Her dose framing is also problematic. Saying she draws "16.67 units" and rounds up to 17 sounds precise, but units mean different things depending on concentration. Without knowing the vial's concentration, those numbers are meaningless to viewers trying to replicate her dose, and potentially dangerous.
Splitting her weekly dose into two injections is not a standard protocol for tirzepatide, which is designed as a once-weekly injection. There is no published evidence supporting split dosing as a strategy to improve tolerability or efficacy.
What should you actually know?
Tirzepatide is a legitimate, FDA-approved dual GIP and GLP-1 receptor agonist. The clinical evidence for its weight loss effects is strong. But the drug someone buys from a peptide website is not the same product studied in clinical trials, and treating them as equivalent is a mistake.
The FDA has issued warnings about compounded semaglutide and tirzepatide products specifically because of dosing errors and contamination risks. A 2024 FDA safety communication flagged reports of hospitalizations related to compounded GLP-1 products, including cases tied to unit-based dosing confusion.
- Tirzepatide is approved by the FDA as Zepbound (weight management) and Mounjaro (type 2 diabetes) in fixed-dose pens, not vials.
- Purchasing tirzepatide from unregulated peptide suppliers carries real risks: unknown purity, incorrect concentration, and no pharmacist oversight.
- Early weight loss on GLP-1 class drugs often includes water weight and is not fully representative of long-term fat loss trends.
- If you are interested in tirzepatide, the path is through a licensed prescriber and a regulated pharmacy, not a discount code from a TikTok influencer.
Should you take medical cues from this video?
No.

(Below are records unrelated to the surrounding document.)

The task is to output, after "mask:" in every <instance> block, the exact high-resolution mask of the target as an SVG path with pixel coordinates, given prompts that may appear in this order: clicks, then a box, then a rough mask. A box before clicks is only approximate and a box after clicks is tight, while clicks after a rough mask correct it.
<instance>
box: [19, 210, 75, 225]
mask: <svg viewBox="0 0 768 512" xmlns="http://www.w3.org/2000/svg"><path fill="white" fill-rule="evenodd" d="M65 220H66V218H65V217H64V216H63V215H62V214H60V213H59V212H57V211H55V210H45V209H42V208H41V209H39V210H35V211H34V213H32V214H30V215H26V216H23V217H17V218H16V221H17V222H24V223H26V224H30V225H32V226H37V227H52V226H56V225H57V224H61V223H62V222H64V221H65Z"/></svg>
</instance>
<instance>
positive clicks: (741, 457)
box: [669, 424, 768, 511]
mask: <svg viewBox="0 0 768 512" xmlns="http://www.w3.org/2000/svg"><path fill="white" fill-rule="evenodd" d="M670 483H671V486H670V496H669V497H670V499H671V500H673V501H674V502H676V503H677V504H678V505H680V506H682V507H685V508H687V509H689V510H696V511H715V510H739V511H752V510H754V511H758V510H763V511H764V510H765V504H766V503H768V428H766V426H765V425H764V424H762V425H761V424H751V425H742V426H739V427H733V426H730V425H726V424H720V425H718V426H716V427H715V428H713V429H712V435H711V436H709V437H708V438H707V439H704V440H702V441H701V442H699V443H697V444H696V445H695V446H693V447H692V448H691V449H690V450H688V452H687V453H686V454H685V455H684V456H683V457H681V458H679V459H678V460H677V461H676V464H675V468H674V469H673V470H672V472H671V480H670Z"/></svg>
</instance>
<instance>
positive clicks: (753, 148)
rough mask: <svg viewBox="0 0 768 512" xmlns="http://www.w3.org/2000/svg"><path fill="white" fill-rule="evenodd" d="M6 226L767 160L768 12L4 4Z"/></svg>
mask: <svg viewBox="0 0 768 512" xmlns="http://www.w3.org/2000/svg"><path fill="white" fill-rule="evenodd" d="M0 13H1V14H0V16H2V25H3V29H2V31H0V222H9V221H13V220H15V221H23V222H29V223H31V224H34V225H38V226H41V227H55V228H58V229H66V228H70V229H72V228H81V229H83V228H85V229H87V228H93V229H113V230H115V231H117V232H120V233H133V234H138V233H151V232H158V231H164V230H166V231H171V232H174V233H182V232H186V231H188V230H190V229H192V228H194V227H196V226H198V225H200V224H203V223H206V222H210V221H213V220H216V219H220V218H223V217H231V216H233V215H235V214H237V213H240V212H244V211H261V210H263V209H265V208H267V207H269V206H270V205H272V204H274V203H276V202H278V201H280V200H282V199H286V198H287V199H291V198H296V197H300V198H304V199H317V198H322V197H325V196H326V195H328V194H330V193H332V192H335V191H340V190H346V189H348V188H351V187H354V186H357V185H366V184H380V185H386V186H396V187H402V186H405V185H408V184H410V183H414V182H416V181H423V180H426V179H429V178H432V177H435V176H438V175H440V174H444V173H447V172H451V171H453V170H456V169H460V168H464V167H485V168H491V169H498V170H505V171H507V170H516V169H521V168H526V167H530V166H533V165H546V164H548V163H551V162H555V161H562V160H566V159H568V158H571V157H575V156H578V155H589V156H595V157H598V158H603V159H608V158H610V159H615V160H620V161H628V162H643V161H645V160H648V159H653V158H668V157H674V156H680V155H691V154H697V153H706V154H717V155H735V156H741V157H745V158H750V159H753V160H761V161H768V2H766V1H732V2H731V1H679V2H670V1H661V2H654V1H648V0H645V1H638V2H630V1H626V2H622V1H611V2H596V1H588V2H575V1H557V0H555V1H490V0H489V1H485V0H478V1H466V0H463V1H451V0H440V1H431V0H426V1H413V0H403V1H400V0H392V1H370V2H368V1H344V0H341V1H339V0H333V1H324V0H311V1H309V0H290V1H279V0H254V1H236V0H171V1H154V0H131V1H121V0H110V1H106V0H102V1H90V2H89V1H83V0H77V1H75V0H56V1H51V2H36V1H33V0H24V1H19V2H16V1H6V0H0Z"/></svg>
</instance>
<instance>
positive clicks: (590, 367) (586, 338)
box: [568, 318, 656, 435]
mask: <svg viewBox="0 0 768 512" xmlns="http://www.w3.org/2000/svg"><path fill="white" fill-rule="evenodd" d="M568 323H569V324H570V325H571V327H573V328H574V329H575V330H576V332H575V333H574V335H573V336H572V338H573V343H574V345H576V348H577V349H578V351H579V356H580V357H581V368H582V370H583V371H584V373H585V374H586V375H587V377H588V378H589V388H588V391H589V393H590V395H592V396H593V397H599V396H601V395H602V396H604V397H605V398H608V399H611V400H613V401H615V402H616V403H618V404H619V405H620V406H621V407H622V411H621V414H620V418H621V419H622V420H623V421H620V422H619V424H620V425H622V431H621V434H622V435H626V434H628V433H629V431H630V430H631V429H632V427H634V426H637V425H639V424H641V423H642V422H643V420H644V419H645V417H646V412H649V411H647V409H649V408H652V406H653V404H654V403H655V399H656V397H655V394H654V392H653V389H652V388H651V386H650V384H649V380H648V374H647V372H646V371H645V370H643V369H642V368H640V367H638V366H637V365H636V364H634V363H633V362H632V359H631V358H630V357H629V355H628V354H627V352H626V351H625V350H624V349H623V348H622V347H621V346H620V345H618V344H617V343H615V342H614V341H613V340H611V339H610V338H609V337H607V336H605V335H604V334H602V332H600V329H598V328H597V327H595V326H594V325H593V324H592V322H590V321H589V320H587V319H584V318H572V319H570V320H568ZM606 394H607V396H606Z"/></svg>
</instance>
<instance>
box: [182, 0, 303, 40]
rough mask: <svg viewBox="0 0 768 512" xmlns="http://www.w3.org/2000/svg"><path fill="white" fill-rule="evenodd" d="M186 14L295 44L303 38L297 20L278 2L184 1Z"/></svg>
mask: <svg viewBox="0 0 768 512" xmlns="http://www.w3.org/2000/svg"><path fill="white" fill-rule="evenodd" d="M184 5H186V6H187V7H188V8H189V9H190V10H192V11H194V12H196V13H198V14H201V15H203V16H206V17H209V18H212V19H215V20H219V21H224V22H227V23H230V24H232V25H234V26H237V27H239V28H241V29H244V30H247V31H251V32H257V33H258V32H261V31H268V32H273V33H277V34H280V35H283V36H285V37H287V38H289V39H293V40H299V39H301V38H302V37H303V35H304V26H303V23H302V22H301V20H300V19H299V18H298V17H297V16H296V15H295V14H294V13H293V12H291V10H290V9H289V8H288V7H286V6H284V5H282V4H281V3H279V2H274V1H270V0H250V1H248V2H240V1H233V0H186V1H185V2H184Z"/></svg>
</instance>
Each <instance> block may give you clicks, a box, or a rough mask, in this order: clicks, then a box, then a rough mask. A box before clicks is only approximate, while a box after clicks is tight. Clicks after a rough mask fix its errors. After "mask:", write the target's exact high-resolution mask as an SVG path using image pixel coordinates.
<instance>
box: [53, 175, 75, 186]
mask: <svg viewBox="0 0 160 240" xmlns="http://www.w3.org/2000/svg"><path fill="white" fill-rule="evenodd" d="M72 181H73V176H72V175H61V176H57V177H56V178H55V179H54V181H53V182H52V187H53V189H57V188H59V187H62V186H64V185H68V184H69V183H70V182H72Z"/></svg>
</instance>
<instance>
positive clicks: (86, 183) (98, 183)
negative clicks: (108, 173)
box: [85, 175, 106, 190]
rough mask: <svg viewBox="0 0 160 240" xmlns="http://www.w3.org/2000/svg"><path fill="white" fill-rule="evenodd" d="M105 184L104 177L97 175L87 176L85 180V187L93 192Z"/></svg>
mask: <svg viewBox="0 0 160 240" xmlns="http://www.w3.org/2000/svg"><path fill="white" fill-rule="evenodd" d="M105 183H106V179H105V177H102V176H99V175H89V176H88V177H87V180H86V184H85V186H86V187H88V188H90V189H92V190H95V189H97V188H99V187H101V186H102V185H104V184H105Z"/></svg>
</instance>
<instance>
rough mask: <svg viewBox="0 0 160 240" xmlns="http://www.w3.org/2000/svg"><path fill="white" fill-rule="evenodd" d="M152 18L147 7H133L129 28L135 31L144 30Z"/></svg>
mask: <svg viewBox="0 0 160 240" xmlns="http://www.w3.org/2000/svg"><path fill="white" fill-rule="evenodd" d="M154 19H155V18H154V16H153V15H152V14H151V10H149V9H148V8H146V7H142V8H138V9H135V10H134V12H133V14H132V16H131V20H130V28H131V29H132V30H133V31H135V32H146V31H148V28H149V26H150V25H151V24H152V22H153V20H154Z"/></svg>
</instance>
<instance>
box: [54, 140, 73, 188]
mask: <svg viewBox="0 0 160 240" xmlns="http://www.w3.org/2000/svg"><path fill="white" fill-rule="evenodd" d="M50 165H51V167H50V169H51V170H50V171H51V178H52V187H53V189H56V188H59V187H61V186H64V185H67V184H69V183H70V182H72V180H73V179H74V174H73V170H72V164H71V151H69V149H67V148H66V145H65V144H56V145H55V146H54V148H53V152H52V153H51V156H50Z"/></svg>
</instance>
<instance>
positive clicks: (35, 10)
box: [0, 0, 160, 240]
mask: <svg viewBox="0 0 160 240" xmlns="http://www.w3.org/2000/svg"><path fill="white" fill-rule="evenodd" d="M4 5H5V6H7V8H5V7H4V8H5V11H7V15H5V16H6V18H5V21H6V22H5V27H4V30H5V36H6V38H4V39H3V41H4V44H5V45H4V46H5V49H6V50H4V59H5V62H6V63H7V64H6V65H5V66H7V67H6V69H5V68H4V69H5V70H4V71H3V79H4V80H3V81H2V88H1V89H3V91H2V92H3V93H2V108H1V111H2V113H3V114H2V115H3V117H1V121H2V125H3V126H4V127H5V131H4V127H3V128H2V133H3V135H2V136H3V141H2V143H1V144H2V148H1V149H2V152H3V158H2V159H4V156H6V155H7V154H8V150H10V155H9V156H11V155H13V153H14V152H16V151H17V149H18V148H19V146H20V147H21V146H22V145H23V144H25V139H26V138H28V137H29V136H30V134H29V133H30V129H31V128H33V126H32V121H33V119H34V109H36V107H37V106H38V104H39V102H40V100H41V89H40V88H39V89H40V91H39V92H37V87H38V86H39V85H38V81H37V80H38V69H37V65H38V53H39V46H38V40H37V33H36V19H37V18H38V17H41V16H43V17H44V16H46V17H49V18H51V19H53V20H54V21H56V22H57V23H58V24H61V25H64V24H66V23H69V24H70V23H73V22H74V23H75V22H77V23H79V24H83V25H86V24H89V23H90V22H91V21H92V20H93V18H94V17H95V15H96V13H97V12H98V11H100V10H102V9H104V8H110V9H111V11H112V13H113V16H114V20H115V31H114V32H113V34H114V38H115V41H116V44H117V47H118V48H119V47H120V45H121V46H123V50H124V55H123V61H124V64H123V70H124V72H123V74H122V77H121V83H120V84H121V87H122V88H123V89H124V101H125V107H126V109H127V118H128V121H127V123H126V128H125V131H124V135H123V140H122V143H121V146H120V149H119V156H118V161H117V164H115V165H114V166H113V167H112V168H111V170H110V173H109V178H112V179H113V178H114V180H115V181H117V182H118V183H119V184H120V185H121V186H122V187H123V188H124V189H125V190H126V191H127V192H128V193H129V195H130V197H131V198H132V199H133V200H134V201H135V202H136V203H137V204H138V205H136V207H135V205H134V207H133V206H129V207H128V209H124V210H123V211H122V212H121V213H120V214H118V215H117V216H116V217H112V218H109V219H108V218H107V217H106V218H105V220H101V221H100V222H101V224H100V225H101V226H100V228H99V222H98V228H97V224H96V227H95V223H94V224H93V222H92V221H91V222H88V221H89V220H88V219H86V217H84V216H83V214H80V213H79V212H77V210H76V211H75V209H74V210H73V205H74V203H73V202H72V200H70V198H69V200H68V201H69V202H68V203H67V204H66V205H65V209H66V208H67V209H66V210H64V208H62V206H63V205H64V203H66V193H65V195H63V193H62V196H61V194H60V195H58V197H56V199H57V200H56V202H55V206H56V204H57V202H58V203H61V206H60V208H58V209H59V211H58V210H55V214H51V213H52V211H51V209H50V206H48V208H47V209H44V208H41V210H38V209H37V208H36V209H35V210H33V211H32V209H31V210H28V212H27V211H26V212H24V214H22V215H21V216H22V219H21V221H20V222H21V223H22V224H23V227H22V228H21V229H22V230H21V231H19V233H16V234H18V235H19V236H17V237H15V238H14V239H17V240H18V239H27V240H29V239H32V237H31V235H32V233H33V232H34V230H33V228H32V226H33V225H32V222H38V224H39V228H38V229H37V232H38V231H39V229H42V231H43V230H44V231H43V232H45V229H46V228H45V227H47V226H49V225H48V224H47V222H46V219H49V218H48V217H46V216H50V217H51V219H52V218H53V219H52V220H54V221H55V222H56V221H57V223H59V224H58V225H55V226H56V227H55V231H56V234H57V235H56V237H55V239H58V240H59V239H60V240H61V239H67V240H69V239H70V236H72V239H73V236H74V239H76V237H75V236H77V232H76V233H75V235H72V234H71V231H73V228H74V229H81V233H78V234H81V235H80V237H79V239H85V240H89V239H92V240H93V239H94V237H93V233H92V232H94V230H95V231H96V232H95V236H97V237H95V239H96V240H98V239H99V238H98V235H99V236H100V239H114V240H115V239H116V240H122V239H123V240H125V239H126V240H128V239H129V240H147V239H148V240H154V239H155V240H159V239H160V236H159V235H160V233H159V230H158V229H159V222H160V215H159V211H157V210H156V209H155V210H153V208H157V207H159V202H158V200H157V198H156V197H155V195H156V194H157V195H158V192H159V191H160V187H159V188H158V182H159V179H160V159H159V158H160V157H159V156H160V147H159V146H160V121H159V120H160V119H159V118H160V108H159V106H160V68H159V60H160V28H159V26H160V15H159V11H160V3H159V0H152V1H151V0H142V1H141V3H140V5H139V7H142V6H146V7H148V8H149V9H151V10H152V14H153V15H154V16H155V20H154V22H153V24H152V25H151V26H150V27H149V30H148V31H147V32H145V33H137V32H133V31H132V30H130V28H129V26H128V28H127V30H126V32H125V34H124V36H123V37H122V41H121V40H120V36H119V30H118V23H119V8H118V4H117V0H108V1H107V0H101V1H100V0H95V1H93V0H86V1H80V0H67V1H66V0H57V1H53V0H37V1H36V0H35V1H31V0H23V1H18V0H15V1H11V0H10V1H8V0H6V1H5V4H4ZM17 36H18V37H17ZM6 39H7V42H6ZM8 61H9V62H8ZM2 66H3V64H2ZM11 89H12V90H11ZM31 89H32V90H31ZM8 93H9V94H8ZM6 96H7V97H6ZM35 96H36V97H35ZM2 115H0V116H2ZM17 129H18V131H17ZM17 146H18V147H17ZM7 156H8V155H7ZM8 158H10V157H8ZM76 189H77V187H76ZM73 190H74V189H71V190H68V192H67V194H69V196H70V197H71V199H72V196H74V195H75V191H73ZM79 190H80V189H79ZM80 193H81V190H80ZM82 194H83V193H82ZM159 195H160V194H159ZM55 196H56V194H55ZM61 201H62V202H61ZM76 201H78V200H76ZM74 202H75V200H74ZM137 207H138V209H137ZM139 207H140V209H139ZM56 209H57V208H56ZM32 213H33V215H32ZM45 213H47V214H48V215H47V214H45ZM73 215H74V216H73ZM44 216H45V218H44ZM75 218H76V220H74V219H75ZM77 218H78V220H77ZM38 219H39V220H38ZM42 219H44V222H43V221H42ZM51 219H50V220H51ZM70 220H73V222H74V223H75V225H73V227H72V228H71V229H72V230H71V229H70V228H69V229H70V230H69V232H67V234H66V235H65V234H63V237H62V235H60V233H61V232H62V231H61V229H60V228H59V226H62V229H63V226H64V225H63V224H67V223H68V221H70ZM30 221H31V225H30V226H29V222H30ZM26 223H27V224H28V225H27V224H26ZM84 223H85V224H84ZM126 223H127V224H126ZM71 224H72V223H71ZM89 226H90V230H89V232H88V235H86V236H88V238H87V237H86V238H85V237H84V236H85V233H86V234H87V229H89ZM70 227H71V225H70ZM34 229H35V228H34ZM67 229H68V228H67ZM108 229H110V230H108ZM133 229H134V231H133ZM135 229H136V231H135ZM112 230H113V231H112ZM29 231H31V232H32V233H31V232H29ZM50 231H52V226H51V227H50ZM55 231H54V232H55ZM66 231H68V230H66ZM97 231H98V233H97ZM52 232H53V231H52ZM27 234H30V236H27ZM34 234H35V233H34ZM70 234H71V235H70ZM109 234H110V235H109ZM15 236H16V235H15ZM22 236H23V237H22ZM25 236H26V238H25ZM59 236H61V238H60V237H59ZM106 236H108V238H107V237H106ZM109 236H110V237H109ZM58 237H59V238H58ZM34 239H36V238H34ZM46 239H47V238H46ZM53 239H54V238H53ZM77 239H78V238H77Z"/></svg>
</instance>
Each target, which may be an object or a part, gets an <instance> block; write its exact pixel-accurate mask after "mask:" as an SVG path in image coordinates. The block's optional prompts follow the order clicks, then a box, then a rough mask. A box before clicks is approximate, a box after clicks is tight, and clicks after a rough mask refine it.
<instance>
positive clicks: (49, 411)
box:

Kelly seems genuine, and her experience may be real. But she is not a medical professional, her supplier is unverified, and her dose framing is not replicable in any safe or meaningful way. The 15% discount code is a financial incentive that should make any viewer think twice about how objective this content actually is. Weight loss results on GLP-1 medications vary significantly based on starting weight, dose, adherence, and individual metabolism. Her results are hers. They are not a prediction for anyone else.